Правда, в своей критике России мы, ее союзники, должны быть очень осторожны. Я это почувствовал после речи Ллойд-Джорджа. Он сказал: «Россия, несмотря на недостаток в боевых припасах и вооружении, поглощала более года энергию половины германских и четырех пятых австрийских сил. Сколько в этом героизма!» По его словам, теперь мы не имеем права рассчитывать в течение нескольких месяцев на ту же самую деятельную помощь русской армии, какую она оказывала до сих пор.

Двадцать первого, утром, в белом зале Зимнего дворца открылось заседание особых совещаний по обороне государства под личным председательством императора.

В Золотую гостиную, куда оно перешло после речей и деклараций, вошла императрица с цесаревичем. Председатель Государственного совета Куломзин провозгласил «ура» в честь их величества.

Но позор поражений, позор войны без пушек, без патронов, без грамотных генералов отнял у собраний и церемоний былой высокий тон. За год войны исчезла обученная регулярная армия, исчез легендарный унтер-офицер прежних лет, способный в случае чего всю роту на своих плечах вынести. Нелепая мобилизация 1914 года, пославшая его на фронт рядовым, лишила русское воинство этого столпа низового командного состава. Перебитый, израненный, он стал археологической редкостью. Мобилизованы и перебиты рабочие военных заводов, а теперь с фонарем отыскивали уцелевших, чтобы возвратить к станкам.

Пали все пограничные русские крепости.

Великий князь Николай Михайлович писал, как он раза два чуть не расплакался, сопровождая государя на смотрах старой гвардии при Гарволине, Новодвинске и Седлеце.

Что осталось от этой красы нашего войска? Где прежние статные преображенцы и семеновцы? Где храбрые павлоны? Их и половины не осталось. Наша гвардия погублена дураком Безобразовым, предана глупым командованием, не умеющим беречь цвет своего войска. Ведь другой такой не будет, и, когда придет черный день, мы останемся с пеньтюхами, не умеющими держать винтовки в руках. Конечно, к приезду государя подчистились, принарядились, старых, оставшихся в живых, выставили напоказ, новеньких спрятали во второй и в третий ряд; все сделали, чтобы гвардия выглядела прежней, но грустно было видеть эта проделки. Много ли прошло с начала войны, а мы уже лишились лучшей части своих солдат.

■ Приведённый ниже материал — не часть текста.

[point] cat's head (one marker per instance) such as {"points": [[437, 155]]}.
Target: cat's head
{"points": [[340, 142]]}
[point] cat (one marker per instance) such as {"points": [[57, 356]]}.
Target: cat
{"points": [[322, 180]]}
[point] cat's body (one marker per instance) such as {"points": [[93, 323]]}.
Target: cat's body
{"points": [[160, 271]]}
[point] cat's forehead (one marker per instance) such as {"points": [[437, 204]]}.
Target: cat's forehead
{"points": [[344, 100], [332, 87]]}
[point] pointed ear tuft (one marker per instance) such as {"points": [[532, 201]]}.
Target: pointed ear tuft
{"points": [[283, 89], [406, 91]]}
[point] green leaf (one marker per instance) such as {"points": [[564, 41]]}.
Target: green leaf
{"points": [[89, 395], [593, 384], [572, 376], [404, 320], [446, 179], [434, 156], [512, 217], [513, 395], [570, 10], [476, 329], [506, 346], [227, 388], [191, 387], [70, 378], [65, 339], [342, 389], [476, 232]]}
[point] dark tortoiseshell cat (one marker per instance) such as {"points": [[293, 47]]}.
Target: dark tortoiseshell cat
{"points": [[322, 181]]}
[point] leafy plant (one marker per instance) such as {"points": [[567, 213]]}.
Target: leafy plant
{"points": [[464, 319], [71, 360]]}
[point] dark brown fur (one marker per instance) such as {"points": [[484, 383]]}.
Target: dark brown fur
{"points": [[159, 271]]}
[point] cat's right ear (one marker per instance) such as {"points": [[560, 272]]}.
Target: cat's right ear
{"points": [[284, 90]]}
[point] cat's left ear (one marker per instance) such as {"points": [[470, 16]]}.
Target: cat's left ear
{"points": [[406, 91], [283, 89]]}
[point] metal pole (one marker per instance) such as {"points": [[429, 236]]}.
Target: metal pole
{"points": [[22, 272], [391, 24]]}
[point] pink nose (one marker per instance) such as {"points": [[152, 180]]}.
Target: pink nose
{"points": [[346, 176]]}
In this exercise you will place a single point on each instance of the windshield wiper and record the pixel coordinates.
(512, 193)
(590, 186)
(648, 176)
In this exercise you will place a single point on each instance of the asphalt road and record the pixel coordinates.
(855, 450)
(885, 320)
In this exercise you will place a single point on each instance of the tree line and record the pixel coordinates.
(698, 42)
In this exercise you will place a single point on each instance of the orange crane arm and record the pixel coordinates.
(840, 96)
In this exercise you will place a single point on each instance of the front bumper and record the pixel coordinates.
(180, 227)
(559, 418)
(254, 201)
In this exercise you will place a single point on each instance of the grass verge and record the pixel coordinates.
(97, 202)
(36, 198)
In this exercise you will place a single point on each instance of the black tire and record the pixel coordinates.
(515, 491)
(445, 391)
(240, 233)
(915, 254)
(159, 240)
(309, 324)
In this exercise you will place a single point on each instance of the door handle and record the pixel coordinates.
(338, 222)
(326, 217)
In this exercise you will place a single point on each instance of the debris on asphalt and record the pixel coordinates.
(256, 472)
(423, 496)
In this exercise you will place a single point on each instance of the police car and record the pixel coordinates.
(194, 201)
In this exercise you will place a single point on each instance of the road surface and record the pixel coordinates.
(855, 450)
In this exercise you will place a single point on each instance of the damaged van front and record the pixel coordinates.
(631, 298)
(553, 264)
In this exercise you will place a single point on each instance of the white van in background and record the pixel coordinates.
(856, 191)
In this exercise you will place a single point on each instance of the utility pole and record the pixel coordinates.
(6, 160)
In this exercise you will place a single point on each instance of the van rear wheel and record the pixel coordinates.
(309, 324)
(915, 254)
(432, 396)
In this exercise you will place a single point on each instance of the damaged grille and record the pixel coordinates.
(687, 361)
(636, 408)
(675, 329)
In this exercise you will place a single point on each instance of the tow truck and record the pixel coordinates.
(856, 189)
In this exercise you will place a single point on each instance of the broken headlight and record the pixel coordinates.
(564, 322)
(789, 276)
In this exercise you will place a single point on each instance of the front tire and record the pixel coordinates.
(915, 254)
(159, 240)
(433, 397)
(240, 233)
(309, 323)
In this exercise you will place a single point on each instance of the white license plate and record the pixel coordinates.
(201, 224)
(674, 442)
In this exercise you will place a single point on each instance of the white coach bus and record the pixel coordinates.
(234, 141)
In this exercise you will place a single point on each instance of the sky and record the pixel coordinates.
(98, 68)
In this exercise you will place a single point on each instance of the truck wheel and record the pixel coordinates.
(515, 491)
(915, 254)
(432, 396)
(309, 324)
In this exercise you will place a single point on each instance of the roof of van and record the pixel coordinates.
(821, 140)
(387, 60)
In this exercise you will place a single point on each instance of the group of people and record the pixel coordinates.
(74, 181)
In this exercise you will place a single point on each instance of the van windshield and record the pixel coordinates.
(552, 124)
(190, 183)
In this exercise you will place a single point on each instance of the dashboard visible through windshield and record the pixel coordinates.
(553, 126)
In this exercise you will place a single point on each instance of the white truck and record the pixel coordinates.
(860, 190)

Великого князя поразил эпизод: лейб-гвардии Московского полка старший унтер-офицер Иванов получил из рук его величества сразу три Георгия — первой, второй и третьей степени; четвертый у него уже был. Этот солдат после того, как в бою погибли все офицеры, принял командование сначала ротой, а потом батальоном и вел семидневный бой, удивляя всех распорядительностью, мужеством и смыслом.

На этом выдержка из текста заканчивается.